We can therefore interpret KCl exclusion as an effect of potassium in the clay providing a potential for “out-transfer”, as soon as the chance is given, i.e. when chloride enters from the external solution. From this perspective salt exclusion could maybe be said to be a form of cation “rejection”.

Footnotes

[1] Note also that the Gouy-Chapman model is not valid in the high density limit, although it is applied (or alluded to) in this limit in many publications. But e.g. Schofield (1947) states (about the Gouy-Chapman solution):

[T]he equation is applicable to cases in which the distance between opposing surfaces considerably exceeds the distance between neighboring point charges on the surfaces; for there will then be a range of electrolyte concentrations over which the radius of the ionic atmosphere is less than the former and greater than the latter.

This criterion is not met in compacted bentonite, where instead the interlayer distance is comparable to the distance between neighboring charge centers on the surfaces. Invalid application of the Gouy-Chapman model also seems to underlie the flawed but widespread “anion-accessible porosity” concept.

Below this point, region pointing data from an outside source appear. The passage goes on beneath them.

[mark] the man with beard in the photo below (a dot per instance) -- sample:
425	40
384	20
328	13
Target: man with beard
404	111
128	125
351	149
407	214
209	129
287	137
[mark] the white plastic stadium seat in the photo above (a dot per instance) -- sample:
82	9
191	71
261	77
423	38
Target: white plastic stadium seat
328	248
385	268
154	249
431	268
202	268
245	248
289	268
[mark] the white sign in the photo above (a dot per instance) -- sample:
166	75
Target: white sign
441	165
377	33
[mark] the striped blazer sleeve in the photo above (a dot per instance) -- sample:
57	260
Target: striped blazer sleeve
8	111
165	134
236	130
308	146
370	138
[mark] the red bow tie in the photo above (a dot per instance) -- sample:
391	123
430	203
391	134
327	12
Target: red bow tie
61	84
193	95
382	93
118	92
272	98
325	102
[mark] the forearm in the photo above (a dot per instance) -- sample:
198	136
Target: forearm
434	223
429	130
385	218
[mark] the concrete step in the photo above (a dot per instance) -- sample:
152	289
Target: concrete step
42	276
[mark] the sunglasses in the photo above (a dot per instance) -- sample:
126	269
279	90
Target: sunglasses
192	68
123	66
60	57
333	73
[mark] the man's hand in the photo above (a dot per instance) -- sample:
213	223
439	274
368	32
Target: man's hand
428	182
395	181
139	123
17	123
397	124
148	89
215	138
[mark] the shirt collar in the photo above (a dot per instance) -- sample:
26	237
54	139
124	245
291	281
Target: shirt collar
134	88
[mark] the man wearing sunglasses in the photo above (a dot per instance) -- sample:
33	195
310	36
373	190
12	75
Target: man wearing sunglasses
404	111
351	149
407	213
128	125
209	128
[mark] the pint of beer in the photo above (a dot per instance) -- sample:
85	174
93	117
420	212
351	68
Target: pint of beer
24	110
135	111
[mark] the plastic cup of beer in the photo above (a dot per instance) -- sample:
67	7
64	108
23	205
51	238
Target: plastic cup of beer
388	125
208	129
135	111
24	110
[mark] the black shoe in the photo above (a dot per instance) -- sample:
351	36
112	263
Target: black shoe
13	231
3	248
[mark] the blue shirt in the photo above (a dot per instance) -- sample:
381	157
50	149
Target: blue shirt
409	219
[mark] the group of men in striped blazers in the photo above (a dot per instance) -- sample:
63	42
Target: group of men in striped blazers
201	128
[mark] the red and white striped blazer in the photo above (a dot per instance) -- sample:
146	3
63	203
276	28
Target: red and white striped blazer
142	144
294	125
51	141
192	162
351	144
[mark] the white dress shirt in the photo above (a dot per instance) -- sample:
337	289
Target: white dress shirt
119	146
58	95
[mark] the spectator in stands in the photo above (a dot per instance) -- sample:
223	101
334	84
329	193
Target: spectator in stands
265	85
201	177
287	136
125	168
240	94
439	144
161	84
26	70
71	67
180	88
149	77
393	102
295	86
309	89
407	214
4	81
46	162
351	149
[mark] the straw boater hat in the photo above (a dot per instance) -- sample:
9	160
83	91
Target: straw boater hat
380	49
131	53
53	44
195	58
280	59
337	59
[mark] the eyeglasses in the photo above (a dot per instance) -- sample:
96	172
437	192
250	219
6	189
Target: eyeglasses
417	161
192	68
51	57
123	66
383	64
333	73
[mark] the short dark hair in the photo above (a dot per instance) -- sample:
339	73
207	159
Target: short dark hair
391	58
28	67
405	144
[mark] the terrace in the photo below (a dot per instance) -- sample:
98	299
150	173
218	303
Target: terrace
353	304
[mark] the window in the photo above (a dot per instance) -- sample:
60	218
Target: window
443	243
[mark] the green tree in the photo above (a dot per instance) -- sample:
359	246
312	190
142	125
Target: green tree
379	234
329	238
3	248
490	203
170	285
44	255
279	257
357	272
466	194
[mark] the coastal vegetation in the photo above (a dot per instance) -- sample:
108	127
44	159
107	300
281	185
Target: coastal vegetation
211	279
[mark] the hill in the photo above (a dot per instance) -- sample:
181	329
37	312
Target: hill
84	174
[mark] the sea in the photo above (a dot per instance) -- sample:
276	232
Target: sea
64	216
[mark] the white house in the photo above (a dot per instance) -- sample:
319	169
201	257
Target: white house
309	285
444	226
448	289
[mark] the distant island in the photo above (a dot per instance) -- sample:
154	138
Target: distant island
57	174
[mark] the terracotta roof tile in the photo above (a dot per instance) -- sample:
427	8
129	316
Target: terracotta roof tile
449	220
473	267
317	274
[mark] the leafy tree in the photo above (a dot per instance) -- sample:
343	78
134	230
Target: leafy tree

[2] This calculation uses the equations presented in Engström and Wennerström (1978), and assumes no excess ions and a surface charge density of 0.111 \(\mathrm{C/m^2}\). For real consistency this calculation should really be performed with the boundary condition of 0.1 M external concentration. However, since the purpose of the graph is just to demonstrate the sizes of the two potential variations, and since I have yet to acquire a reasonable tool for performing Poisson-Boltzmann calculations with non-zero external concentration, I disregard this inconsistency. Moreover, the continuum assumption of the Poisson-Boltzmann description is anyway beginning to lose its validity at these interlayer distances. Update (220831): Solutions to the Poisson-Boltzmann equation with non-zero external concentration are presented here.

[3] Perhaps this could be done as a Molecular Dynamics simulation?